The study was funded by the NIH, the Centers for Medicare and Medicaid Services, and the Agency for Healthcare Research and Quality.

—Matthew Dougherty

The issue of whether exposure to inorganic mercury from amalgam fillings causes health problems has been the subject of controversy since the introduction of mercury-based dental material in the 1850s. Now, a team of Columbia University public health researchers, dentists, neurologists, and psychologists has found that the amount of inorganic mercury healthy adults are exposed to through dental amalgam fillings is low and does not affect neurological function. The research is published in the May issue of Environmental Health Perspectives.

A CBS "60 Minutes" segment in the early 1990s instigated the latest wave of controversy that has led many people to replace their fillings, but little solid data has been offered on any health effects.
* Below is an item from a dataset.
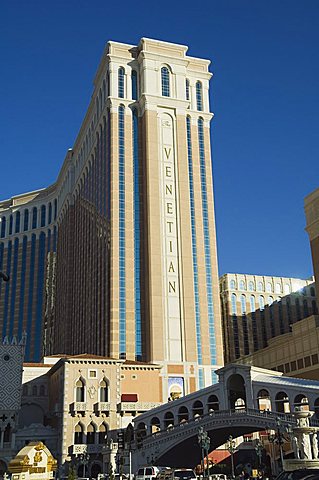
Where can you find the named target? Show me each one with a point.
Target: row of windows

The Columbia study measured mercury exposure, number of fillings, and neuropsychological performance in 550 healthy adults between the ages of 30 and 49. Mercury measured from urine samples reflected long-term exposure to inorganic mercury, the type found in dental amalgam. Organic mercury, the type bound to carbon atoms and frequently found in fish, causes a different set of neurological symptoms.

The researchers found that although mercury exposure rose with the number of fillings, no association was found between mercury level or number of fillings and memory or fine motor performance, says the study's lead author, Dr. Pam Factor-Litvak, associate professor and deputy chairwoman of epidemiology at the Mailman School of Public Health. The average level of mercury measured in the volunteers was 1.7 micrograms per gram of creatine and comes from the vapor given off by the fillings during chewing or the drinking of hot liquids. Previous studies from the 1970s found that dentists, who mixed their own amalgam at that time and thus had higher exposure, averaged between 5 and 8 micrograms, and industrial workers who were exposed to mercury averaged between 50 and 116 micrograms. Based on the current and older studies, the researchers suggest that minor neurological deficits from inorganic mercury begin to be detectable at higher levels than those caused by fillings and thus, healthy adults have no need to have such fillings replaced. The American Dental Association's ethical code prohibits dentists from promoting filling removal as a way to cure disease.

The research was supported by the National Institute of Dental and Craniofacial Research and the National Institute of Environmental Health Sciences.

—Susan Conova

A headline in the May 26 issue of In Vivo stated that P&S had given a SARS diagnostic test to China. In fact, the test was given by Mailman researchers. We regret the error.